The day before that, my toothbrush tasted like lemons. I don’t buy lemon toothpaste. I use mint. I checked the tube three times. Clearly read mint, yet still tasted lemons.
It’s nothing serious, I told myself. After all, that was the life of roommates. And Mira wasn’t the type to notice small things. She was the kind of person who filled the ice tray one-handed while texting, ripped cereal bags open like gift wrap, and never once checked which toothbrush was hers, as if choosing wrong didn’t matter.
I stole a peek at the hallway. Her door was half-closed, casting a rectangle of soft silver light on the floor.
The thing about paranoia; is it always starts with noticing. And once you do, you can’t stop. Not until something snaps.

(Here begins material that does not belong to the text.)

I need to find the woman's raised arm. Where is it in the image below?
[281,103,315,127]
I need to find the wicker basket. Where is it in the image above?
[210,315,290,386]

I finally yanked the tray out and threw the hairy cube in the sink. I dumped the ice into my coffee cup. Milk sloshed over the rim and hit my wrist.
My phone lit up the moment I unlocked it. It buzzed once, twice, then didn’t stop. A rain of notifications from the group chat poured out like someone had knocked over a beehive. They usually texted when they needed lecture notes or to ask why I left the class early the last day, instead of hanging out with them at a club or something. Not that they actually cared, but just to point out that I was ‘weird’ and laugh about it.
I stared at the screen. Message after message, stacked like an avalanche.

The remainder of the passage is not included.